April 11, 2012

Japan Avoids Spanish Bonds

Rising yields don’t lure investors

The electronic board of a securities firm in Tokyo. (Photo: AP) The electronic board of a securities firm in Tokyo. (Photo: AP)

As yields continued to rise on Spanish sovereign debt, Japanese investors said they were not tempted by the increases and added that such investments were in too much danger from the continuing debt crisis.

Bloomberg reported Wednesday that, wary of the volatility of Spain’s economy, large Japanese investors were steering clear of not just Spanish, but in some cases also Portuguese, Italian and Irish bonds as well. Figures from the Ministry of Finance in Tokyo revealed that in the 12 months ending Feb. 29, Japanese investors sold a net $43.8 billion of euro-denominated bonds.

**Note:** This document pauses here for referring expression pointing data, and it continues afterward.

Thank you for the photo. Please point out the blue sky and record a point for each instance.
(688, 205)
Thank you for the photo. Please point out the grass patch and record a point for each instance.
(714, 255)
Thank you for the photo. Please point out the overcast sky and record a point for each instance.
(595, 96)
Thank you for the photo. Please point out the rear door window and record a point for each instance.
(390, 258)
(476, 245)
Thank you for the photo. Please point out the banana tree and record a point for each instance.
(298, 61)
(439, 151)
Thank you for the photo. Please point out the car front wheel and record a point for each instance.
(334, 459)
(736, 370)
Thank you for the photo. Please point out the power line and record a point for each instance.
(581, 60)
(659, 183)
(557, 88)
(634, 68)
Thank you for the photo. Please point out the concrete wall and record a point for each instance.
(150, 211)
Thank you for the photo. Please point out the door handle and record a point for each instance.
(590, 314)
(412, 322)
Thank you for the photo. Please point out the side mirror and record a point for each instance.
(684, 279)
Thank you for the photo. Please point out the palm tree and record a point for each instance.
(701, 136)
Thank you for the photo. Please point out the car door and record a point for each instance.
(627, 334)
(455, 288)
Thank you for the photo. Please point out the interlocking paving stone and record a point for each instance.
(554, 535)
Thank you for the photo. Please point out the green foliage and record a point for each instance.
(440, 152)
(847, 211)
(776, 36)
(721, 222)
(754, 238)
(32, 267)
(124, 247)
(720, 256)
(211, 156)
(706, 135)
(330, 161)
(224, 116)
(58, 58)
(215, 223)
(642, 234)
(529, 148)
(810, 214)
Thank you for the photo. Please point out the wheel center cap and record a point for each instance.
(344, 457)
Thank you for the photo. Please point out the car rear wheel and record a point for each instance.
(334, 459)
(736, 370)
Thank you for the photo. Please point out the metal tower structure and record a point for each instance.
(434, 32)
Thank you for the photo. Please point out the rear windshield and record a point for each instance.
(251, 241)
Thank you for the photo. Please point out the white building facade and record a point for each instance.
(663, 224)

Among firms avoiding Spain as an investment even as yields climb are Kokusai Asset Management Co., which runs Asia’s largest mutual fund; Mitsubishi UFJ Asset Management Co., a division of Japan’s largest publicly traded bank, and Diam Co., a segment of the nation’s second-biggest life insurer.

Spanish 10-year bonds gained nearly 1% over the past month and early on Wednesday morning in London hit 5.92%. But it is not tempting Japanese investors. Nor is the rising yield on similar-term Italian bonds, which over the same period gained 69 basis points to hit 5.61%.

“I’m not planning to add Spanish or Italian bonds anytime soon,” Masataka Horii, who runs the $21.2 billion Kokusai Global Sovereign Open Fund in Tokyo, was quoted saying. “The European crisis is moving toward a resolution, but that doesn’t mean the issue is fully solved. It’s not time yet to increase euros.”

Yoshiyuki Suzuki, who helps oversee the equivalent of $68 billion as the head of fixed income at Fukoku Mutual Life Insurance Co. in Tokyo, is steering clear of not just Spanish debt, but that of Portugal, Ireland and Italy as well.

“I won’t invest,” he was quoted saying. “They’re very risky. The economic situation is very bad in the euro area and will get worse. I am focusing on French bonds and German bonds. They will be good investments.” This despite the fact that he expects the yield on German 10-year bonds to drop to 1.5% by the end of 2012. Their record low of 1.636% was reached Sept. 23.

Finance Ministry records indicate that Japanese investors shed the equivalent of $54.3 billion in euro-denominated debt last year, the most since 2005.